Importance scientifique
NGC 7674 est un objet important pour étudier le lien entre les interactions galactiques et l'activation des trous noirs supermassifs au niveau des centres galactiques. Le modèle unifié des noyaux galactiques actifs propose que les galaxies Seyfert 1 et Seyfert 2 sont intrinsèquement le même type d'objet vu sous des angles différents, avec l'épais tore poussiéreux entourant le moteur central bloquant la vue directe du disque d'accrétion et de la large région de raie d'émission dans les galaxies Seyfert 2 comme NGC 7674. Les observations de Hubble ont fourni des preuves à l'appui de ce modèle en résolvant la région d'émission à raies étroites s'étendant au-dessus et au-dessous du noyau de la galaxie dans une géométrie en forme de cône compatible avec une collimation par un tore obscurcissant.
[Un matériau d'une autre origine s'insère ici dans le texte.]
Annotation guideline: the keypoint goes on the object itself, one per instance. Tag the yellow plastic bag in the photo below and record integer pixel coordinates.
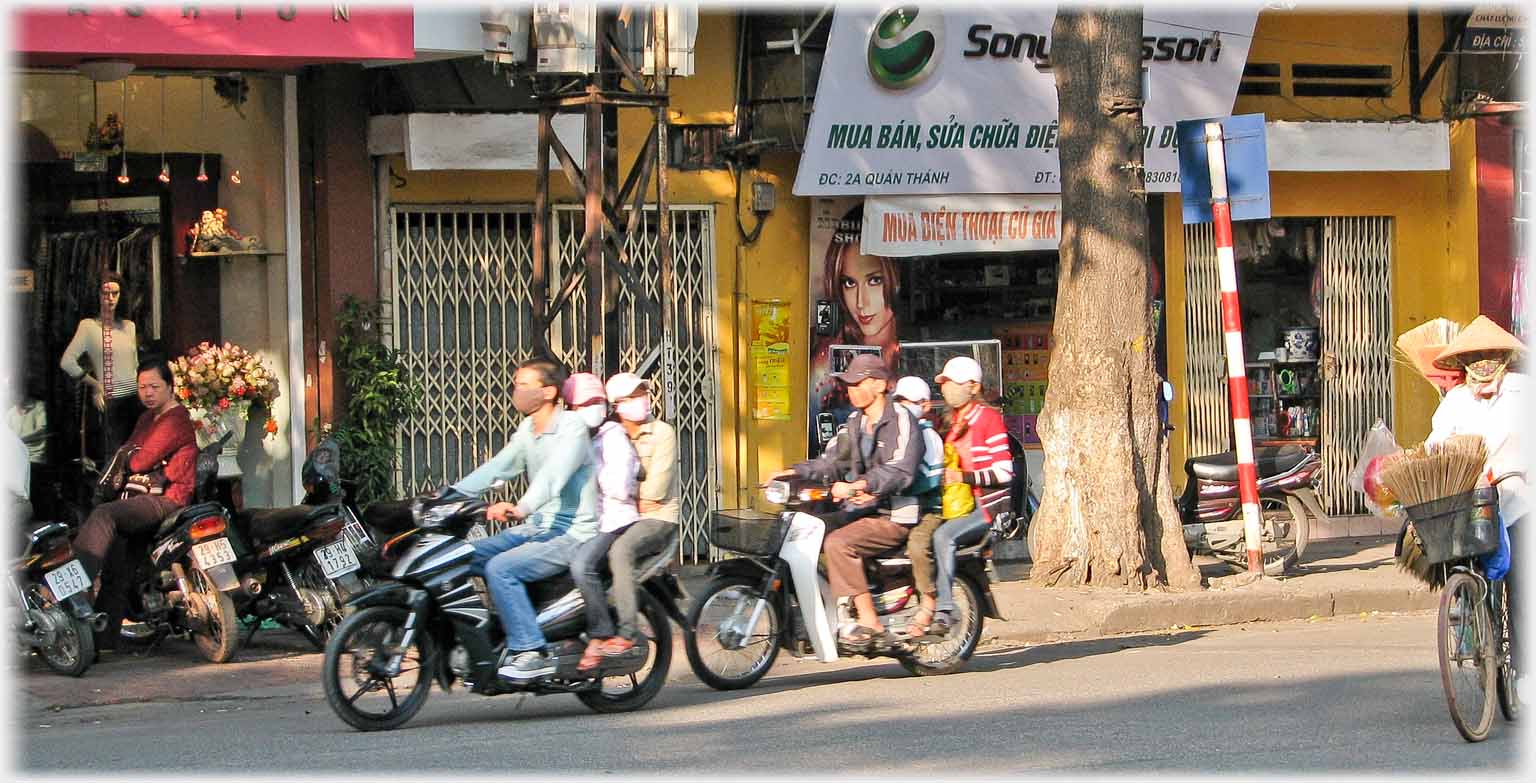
(957, 499)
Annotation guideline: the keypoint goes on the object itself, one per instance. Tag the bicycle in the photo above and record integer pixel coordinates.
(1473, 640)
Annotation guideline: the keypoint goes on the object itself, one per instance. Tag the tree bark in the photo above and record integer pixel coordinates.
(1106, 515)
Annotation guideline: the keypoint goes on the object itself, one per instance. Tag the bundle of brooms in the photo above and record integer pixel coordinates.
(1427, 473)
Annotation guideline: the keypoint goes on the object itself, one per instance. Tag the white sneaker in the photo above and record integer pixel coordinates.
(527, 665)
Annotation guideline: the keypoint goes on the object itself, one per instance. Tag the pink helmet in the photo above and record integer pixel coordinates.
(582, 389)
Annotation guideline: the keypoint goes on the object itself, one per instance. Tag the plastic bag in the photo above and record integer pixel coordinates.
(957, 499)
(1378, 442)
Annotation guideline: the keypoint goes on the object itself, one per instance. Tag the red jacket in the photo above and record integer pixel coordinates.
(166, 439)
(989, 469)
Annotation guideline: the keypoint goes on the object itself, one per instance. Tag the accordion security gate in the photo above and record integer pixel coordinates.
(463, 320)
(1357, 347)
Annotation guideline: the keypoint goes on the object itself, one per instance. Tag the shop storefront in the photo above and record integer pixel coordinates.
(162, 149)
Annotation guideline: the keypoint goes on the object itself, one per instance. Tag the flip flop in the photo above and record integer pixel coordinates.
(860, 636)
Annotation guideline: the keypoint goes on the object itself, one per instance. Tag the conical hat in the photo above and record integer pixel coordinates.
(1481, 335)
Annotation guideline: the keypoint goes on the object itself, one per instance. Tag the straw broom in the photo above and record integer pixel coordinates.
(1427, 473)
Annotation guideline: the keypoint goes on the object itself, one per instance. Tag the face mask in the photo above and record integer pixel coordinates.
(527, 399)
(592, 415)
(957, 396)
(635, 409)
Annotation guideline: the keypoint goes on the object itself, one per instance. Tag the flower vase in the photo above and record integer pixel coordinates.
(215, 424)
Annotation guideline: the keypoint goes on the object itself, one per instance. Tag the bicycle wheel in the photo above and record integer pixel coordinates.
(1466, 654)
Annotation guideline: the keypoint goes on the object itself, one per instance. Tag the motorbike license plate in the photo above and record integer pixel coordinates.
(212, 553)
(337, 559)
(66, 579)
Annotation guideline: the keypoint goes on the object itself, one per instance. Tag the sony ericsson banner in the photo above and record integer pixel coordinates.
(956, 100)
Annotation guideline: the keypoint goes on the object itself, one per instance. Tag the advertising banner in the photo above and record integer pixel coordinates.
(960, 100)
(911, 226)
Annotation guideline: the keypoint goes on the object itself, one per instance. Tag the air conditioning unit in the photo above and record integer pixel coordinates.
(504, 34)
(566, 36)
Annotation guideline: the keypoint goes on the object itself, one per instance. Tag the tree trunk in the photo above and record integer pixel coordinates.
(1106, 515)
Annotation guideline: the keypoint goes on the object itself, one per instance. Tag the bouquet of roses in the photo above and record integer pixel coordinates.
(215, 379)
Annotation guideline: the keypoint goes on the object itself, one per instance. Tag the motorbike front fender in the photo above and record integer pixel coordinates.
(389, 594)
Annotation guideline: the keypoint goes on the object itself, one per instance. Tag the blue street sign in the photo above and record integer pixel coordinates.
(1248, 168)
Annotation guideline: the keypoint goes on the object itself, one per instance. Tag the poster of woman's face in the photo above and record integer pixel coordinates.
(860, 292)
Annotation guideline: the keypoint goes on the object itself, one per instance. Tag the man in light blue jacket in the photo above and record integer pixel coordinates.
(555, 515)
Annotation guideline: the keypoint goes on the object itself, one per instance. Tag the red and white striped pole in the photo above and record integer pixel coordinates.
(1232, 330)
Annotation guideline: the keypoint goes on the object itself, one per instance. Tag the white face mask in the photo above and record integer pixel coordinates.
(593, 415)
(635, 409)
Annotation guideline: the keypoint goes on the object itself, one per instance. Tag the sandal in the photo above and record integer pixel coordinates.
(859, 636)
(917, 628)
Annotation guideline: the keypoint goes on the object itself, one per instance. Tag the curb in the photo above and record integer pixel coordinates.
(1261, 602)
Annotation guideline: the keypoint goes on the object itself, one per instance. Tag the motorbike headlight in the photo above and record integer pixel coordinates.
(776, 492)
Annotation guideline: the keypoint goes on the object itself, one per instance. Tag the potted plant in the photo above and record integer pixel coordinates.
(223, 387)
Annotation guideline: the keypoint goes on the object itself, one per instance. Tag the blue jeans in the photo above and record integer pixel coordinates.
(509, 561)
(966, 528)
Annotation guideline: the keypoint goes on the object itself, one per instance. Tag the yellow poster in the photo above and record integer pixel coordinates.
(771, 360)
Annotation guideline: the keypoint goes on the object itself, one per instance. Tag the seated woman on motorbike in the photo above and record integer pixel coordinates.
(985, 465)
(870, 465)
(655, 444)
(162, 465)
(618, 475)
(1492, 404)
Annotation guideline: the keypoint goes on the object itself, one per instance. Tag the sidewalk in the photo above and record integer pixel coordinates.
(1338, 578)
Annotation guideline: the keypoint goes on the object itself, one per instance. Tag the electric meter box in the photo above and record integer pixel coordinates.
(566, 36)
(504, 33)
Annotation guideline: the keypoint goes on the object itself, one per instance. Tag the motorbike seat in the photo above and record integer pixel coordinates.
(271, 524)
(1271, 461)
(182, 515)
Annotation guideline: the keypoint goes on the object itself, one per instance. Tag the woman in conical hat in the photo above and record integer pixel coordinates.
(1492, 404)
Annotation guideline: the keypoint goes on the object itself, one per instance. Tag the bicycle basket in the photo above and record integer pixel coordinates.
(748, 531)
(1452, 528)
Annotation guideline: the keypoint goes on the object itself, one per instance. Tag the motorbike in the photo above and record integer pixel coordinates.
(303, 562)
(776, 597)
(432, 621)
(1212, 513)
(54, 613)
(188, 584)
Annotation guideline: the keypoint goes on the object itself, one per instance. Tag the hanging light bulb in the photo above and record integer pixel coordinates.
(201, 123)
(165, 168)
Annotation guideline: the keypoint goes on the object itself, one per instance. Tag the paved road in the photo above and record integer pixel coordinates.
(1341, 694)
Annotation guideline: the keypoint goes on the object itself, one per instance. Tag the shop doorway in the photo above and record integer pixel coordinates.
(1317, 321)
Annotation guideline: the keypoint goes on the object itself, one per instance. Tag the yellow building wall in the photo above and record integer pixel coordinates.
(1433, 263)
(771, 267)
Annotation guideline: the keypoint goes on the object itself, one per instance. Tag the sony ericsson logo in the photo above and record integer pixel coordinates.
(905, 46)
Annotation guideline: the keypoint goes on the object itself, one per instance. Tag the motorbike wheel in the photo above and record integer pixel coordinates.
(633, 691)
(220, 636)
(369, 639)
(74, 647)
(1289, 530)
(954, 650)
(725, 657)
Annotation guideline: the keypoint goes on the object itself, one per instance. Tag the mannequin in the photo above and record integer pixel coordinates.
(112, 355)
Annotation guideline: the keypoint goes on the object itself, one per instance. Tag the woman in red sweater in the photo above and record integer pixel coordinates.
(163, 452)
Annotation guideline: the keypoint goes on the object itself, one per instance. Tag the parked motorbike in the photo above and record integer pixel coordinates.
(188, 582)
(435, 622)
(777, 597)
(52, 610)
(303, 562)
(1212, 513)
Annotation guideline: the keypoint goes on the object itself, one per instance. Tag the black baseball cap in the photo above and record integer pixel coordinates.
(864, 366)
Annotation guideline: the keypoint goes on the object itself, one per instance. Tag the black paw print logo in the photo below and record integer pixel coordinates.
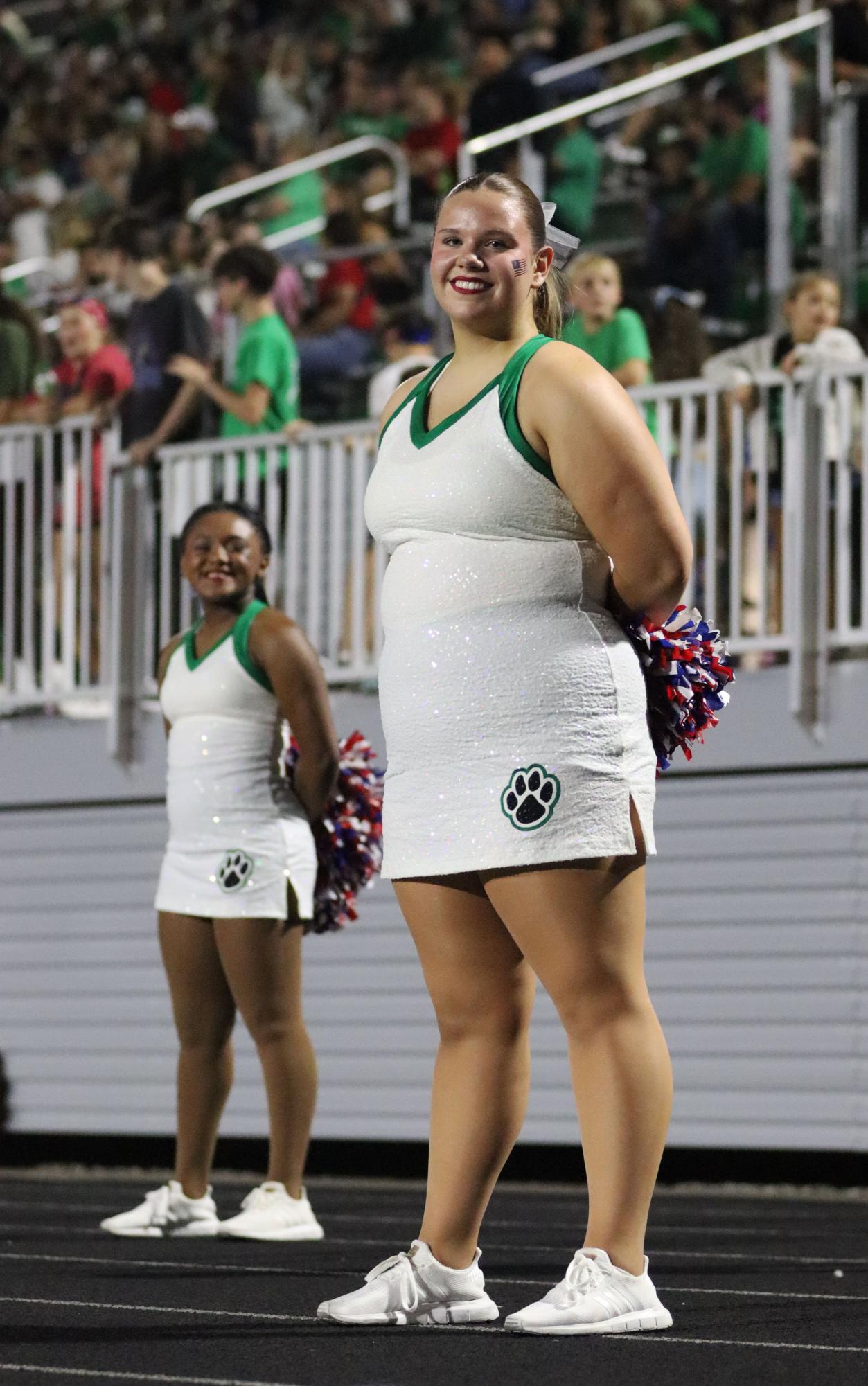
(529, 800)
(235, 871)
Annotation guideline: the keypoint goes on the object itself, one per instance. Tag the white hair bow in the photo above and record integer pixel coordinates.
(562, 243)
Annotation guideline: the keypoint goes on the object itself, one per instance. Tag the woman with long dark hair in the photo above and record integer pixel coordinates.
(239, 836)
(523, 504)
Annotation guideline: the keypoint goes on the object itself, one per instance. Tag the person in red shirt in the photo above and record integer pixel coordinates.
(340, 333)
(432, 148)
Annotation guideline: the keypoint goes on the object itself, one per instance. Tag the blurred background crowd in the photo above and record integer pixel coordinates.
(112, 112)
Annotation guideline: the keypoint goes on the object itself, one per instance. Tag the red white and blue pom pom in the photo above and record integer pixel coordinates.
(687, 670)
(348, 836)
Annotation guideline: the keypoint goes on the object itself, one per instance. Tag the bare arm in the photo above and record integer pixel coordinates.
(283, 650)
(610, 469)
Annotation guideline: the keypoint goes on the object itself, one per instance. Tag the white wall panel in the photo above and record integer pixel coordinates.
(757, 959)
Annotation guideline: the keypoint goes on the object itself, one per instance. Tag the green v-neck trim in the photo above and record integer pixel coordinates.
(193, 659)
(420, 434)
(239, 631)
(411, 397)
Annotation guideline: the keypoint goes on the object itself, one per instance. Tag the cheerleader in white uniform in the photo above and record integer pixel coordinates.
(229, 929)
(523, 502)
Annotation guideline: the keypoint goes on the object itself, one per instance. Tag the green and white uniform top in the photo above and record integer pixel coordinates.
(512, 703)
(236, 830)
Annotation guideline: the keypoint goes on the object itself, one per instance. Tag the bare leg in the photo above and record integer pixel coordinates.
(483, 994)
(581, 927)
(263, 963)
(204, 1016)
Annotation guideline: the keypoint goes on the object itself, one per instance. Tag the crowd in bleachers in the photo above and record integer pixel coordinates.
(116, 117)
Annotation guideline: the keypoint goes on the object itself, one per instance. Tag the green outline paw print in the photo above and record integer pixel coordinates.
(235, 871)
(529, 800)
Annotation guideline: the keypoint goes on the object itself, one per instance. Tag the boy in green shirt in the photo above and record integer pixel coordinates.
(612, 335)
(264, 394)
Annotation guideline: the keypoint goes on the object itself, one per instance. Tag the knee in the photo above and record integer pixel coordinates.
(271, 1029)
(585, 1005)
(502, 1020)
(206, 1042)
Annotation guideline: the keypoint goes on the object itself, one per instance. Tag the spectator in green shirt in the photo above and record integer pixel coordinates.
(731, 167)
(576, 167)
(264, 393)
(614, 336)
(20, 355)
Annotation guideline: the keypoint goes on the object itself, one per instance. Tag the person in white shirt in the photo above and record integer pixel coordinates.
(408, 348)
(813, 340)
(35, 192)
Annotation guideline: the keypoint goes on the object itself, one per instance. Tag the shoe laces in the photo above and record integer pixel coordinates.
(400, 1268)
(159, 1200)
(263, 1195)
(583, 1275)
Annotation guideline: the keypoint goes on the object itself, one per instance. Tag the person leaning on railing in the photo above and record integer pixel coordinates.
(21, 354)
(813, 339)
(264, 391)
(164, 321)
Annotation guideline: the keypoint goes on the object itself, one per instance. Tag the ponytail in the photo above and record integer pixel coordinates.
(548, 304)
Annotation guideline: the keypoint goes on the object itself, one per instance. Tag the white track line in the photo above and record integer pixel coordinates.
(736, 1342)
(567, 1247)
(463, 1328)
(217, 1313)
(714, 1229)
(490, 1279)
(132, 1376)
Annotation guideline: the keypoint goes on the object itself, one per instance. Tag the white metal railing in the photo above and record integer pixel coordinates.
(610, 53)
(397, 196)
(772, 495)
(55, 562)
(781, 123)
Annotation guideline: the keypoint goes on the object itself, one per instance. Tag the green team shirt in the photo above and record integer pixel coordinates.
(267, 357)
(304, 193)
(725, 159)
(613, 344)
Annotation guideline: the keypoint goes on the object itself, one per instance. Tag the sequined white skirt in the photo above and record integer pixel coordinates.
(242, 873)
(513, 709)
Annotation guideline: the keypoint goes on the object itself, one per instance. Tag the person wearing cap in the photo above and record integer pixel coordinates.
(95, 373)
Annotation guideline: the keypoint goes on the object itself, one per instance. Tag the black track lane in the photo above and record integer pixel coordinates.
(732, 1270)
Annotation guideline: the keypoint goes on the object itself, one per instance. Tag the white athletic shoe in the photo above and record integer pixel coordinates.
(167, 1211)
(595, 1297)
(414, 1288)
(269, 1214)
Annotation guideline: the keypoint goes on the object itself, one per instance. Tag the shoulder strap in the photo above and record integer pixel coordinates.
(508, 391)
(427, 380)
(240, 639)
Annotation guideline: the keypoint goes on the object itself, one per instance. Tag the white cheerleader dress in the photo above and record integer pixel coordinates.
(238, 833)
(513, 704)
L'appartenance de NGC 7674 à un groupe de galaxies compactes fournit une expérience naturelle pour comprendre comment les couples gravitationnels issus des interactions de marée canalisent le gaz des échelles galactiques vers la zone d'alimentation subparsec du trou noir central, un processus qui reste l'un des principaux problèmes non résolus dans la recherche active sur les galaxies.
Détails d'observation
Hubble a observé NGC 7674 à l'aide de la caméra avancée pour les levés (ACS) dans des filtres visibles à large bande qui ont capturé la morphologie globale de la galaxie, la structure du bras en spirale et les faibles caractéristiques de marée s'étendant vers les galaxies compagnes. La haute résolution de l'ACS était essentielle pour déterminer la région nucléaire de la galaxie et identifier la structure d'ionisation en forme de cône émanant du noyau actif obscur. L'imagerie à bande étroite ciblant la raie d'émission [O III] à 5 007 angströms a révélé l'étendue et la géométrie du gaz ionisé éclairé par le moteur central caché, traçant l'angle d'ouverture du cône d'ionisation et fournissant des contraintes sur l'orientation du tore obscurcissant par rapport à notre ligne de mire.
Position dans l'univers
Constellation
Pégase
Distance depuis la Terre
400 millions d'années-lumière
Faits intéressants
- 1
NGC 7674 est membre du Hickson Compact Group 96, un quatuor restreint de galaxies dont les interactions gravitationnelles mutuelles enlèvent lentement le gaz et les étoiles de chaque membre. Finalement, sur des milliards d'années, ces galaxies fusionneront en une seule galaxie plus grande.
- 2
Les observations radio ont révélé des jets jumeaux de plasma relativiste émanant du noyau actif de NGC 7674, s'étendant sur plusieurs milliers d'années-lumière dans des directions opposées - ces jets sont alimentés par le champ magnétique du trou noir supermassif central tournant à une fraction significative de la vitesse de la lumière.
- 3
NGC 7674 est l'un des exemples les plus proches d'une galaxie hébergeant un double noyau actif, avec certaines preuves suggérant que son noyau pourrait abriter deux trous noirs supermassifs séparés d'environ une année-lumière seulement, en spirale vers une éventuelle fusion.